Canneddu Giovanna, Júnior Luis Carlos Cunha, de Almeida Teixeira Gustavo Henrique
Dipt. di Agraria, Univ. degli Studi di Sassari, Via Enrico de Nicola, 7, 07.100, Sassari, Italy.
Univ. Federal de Goiás (UFG), Escola de Agronomia (EA), Setor de Horticultura. Avenida Esperança s/n - Campus Universitário, 74.690-000, Goiânia, GO, Brazil.
J Food Sci. 2016 Jul;81(7):C1613-21. doi: 10.1111/1750-3841.13343. Epub 2016 May 26.
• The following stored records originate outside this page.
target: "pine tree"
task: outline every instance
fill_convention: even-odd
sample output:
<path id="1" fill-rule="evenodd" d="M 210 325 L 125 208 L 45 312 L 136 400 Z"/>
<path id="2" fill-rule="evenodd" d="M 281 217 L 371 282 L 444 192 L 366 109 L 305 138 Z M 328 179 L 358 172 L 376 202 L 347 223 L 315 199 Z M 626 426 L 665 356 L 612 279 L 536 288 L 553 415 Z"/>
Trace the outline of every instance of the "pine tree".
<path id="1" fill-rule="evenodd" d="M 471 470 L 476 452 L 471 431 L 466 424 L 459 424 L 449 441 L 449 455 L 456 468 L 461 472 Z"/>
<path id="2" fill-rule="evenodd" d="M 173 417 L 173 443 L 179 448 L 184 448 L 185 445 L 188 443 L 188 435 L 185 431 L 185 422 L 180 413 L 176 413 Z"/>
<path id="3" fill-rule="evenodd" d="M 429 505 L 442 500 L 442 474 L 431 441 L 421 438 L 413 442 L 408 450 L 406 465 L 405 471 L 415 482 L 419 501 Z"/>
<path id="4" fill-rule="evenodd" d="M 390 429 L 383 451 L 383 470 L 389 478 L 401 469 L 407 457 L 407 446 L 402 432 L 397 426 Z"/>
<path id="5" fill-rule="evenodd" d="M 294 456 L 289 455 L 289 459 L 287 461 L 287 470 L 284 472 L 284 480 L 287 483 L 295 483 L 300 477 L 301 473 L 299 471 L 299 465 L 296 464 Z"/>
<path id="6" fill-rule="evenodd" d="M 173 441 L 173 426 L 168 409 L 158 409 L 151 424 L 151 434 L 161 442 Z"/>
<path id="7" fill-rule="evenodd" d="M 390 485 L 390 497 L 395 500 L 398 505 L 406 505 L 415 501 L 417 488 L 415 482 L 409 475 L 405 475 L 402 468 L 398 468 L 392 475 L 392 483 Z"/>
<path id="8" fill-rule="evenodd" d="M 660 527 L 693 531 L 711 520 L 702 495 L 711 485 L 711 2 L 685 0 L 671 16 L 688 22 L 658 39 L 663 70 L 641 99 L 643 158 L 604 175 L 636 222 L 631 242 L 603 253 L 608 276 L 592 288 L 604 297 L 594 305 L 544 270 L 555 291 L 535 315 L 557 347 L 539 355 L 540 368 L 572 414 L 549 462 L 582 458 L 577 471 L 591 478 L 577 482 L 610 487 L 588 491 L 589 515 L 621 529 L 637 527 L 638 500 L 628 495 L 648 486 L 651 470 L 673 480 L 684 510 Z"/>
The quality of shelled and unshelled macadamia nuts was assessed by means of Fourier transformed near-infrared (FT-NIR) spectroscopy. Shelled macadamia nuts were sorted as sound nuts; nuts infected by Ecdytolopha aurantiana and Leucopteara coffeella; and cracked nuts caused by germination. Unshelled nuts were sorted as intact nuts (<10% half nuts, 2014); half nuts (March, 2013; November, 2013); and crushed nuts (2014). Peroxide value (PV) and acidity index (AI) were determined according to AOAC. PCA-LDA shelled macadamia nuts classification resulted in 93.2% accurate classification. PLS PV prediction model resulted in a square error of prediction (SEP) of 3.45 meq/kg, and a prediction coefficient determination value (Rp (2) ) of 0.72. The AI PLS prediction model was better (SEP = 0.14%, Rp (2) = 0.80). Although adequate classification was possible (93.2%), shelled nuts must not contain live insects, therefore the classification accuracy was not satisfactory. FT-NIR spectroscopy can be successfully used to predict PV and AI in unshelled macadamia nuts, though.
采用傅里叶变换近红外(FT-NIR)光谱法对带壳和去壳澳洲坚果的品质进行了评估。去壳澳洲坚果被分为完好坚果;受金纹细蛾和咖啡潜叶蛾感染的坚果;以及因发芽导致开裂的坚果。带壳坚果被分为完整坚果(<10%半坚果,2014年);半坚果(2013年3月;2013年11月);以及破碎坚果(2014年)。根据美国官方分析化学家协会(AOAC)的方法测定了过氧化值(PV)和酸值(AI)。主成分分析-线性判别分析(PCA-LDA)对去壳澳洲坚果的分类准确率为93.2%。偏最小二乘法(PLS)PV预测模型的预测均方根误差(SEP)为3.45 meq/kg,预测系数决定值(Rp (2) )为0.72。AI的PLS预测模型效果更好(SEP = 0.14%,Rp (2) = 0.80)。虽然可以进行充分分类(93.2%),但去壳坚果不能含有活昆虫,因此分类准确率并不令人满意。不过,FT-NIR光谱法可以成功用于预测带壳澳洲坚果的PV和AI。